During my 14th birthday, the year the Sega Dreamcast came out, I saved up and asked every single family member, including my parents, to help chip in on buying the system and as many games for it as possible. Some of my closest friends, like Jeff and Andy and Ben, had preordered their own Dreamcasts. For my birthday party, we opted for a blowout gaming marathon, each of our systems connected to its own TV. Our games — between the three of us, we had two dozen titles — would be played extensively for over 24 hours. Naturally, my entire family also celebrated my birthday party, and that meant the sounds and smells of Filipino cuisine. I was nervous about how my friends would react to my family: the manner with which they socialized, the loud, often mean-sounding Tagalog, the intensity of having dozens of people crammed into a single room. And the food, the food… I had already used all my favors, really stretched the limit. No one was going to buy McDonald’s — and definitely not enough to satisfy four kids. “We’ll have good food,” my mom said. I knew what she meant. But I was at a loss.
Our eyes scanned the table, crammed full of so many delectable options. Ben was the first to reach for food, lumpia Shanghai, a small, deep-fried egg roll crammed with meat. It is often served with a sweet sauce. He picked one up and glanced at it.
Slightly hesitant, Melissa tried to compare it to a recognizable food: “It’s like French fries.”
Tita Ninang laughed. “Filipino French fries.”
I clenched my jaw. Ben brought it to his mouth and took a small bite. The lumpia was already bite-sized but he managed to turn it into a twofer. He chewed; I watched, holding my breath until he swallowed and downed the other half. “This is actually really good,” he said, before grabbing three more.

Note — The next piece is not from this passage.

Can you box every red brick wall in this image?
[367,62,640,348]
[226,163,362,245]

We took a platter of lumpia as a late-night snack. Between battles in Soulcalibur and trying to beat Sonic Adventure in one sitting, we tried some adobo. Ben even tried some pancit. I finally realized that night that I have no control over being Filipino, just like, say, I have no control over how tall I am. It was devastating to me to be judged for something that was essential to my being. I just wanted to be accepted for who I was, but for that to happen, I needed to first accept my own heritage.
And my friends couldn’t get enough of the food. Soon we were all fighting over the lumpia. When they asked what the savory treats were called, I told them, nailing the pronunciation perfectly.